During winter before rainbow trout have had a chance to spawn their numbers will be reduced – not eliminated – by electrofishing. Although the goal is to remove as many rainbow trout as possible, recent studies have shown that rainbow and brook trout will co-exist. These studies have further shown that rainbow and brook trout are not capable of displacing each other unless a natural or manmade event disrupts the balance between the two. Additional studies have shown that in years of heavy flows these will tend to benefit rainbow trout and in years of drought this will tend to benefit brook trout. This may be a consideration that needs to be factored into planning.
The pictorial below demonstrates how rainbow trout population reduction and Southern Appalachian brook trout restoration are completed within a stream system:
A typical stream system would be occupied entirely by rainbow trout.
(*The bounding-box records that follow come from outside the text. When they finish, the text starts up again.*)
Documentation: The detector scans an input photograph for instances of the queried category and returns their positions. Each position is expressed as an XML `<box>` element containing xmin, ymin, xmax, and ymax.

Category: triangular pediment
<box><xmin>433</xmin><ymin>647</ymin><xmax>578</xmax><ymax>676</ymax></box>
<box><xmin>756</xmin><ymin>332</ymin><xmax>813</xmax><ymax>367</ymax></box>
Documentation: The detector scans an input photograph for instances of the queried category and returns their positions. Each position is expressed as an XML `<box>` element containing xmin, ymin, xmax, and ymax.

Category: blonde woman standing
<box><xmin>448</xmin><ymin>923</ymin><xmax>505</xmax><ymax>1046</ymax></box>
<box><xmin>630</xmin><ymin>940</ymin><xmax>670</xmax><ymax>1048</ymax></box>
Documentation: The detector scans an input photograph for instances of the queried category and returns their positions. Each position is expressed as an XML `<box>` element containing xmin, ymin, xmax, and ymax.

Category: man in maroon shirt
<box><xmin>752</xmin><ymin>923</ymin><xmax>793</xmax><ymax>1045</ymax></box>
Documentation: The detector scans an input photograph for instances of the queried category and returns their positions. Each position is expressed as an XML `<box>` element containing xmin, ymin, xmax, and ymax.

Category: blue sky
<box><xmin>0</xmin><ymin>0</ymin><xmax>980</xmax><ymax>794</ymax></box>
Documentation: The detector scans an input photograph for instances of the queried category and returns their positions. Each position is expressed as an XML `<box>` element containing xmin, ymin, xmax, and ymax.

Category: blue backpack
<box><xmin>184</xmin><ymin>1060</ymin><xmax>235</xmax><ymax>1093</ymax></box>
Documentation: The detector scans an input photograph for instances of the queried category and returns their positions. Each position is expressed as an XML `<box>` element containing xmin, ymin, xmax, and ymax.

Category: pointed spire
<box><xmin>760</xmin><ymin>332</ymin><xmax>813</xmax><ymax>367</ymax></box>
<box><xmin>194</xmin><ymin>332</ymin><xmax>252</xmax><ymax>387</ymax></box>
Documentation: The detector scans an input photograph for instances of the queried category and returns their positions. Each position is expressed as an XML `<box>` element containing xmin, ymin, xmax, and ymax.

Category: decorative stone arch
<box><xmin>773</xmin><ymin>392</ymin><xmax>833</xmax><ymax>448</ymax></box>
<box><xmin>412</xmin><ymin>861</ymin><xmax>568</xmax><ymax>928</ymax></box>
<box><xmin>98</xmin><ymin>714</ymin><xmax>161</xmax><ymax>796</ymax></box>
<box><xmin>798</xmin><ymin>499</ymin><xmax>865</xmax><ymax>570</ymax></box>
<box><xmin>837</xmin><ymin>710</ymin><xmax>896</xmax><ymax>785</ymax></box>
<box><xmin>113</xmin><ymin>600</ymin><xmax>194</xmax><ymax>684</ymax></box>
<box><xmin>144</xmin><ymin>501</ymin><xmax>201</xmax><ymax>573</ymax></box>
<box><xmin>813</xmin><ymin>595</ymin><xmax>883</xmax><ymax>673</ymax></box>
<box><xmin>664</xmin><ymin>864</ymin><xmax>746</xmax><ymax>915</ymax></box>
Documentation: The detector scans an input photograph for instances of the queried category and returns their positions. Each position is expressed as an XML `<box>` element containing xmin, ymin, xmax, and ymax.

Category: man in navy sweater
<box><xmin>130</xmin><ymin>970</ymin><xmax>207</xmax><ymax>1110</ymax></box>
First order tributaries (single blue lines) do not provide enough suitable habitat for salmonid survival)
No chemical treatments to remove rainbow trout would be required.
No adverse impacts to the environment would need to be considered.
Southern Appalachian brook trout fingerlings are conditioned to be a part of the competative advantage process.
The environmental analysis would be minimal and project approval and implementation would be quicker.
One hatchery operating 3 systems could restore 5 miles of stream per year.
The existing Tellico hatchery is designed to be a prototype and provides the opportunity to develop necessary protocols and procedures.
After a few years of successful restoration, other state and federal hatcheries throughout the Southern Appalachian brook trout range could partner in the initiative as well.
Annual operating cost are manageable. For one hatchery with three systems the estimated cost is $18,000 but may be cheaper at established hatcheries.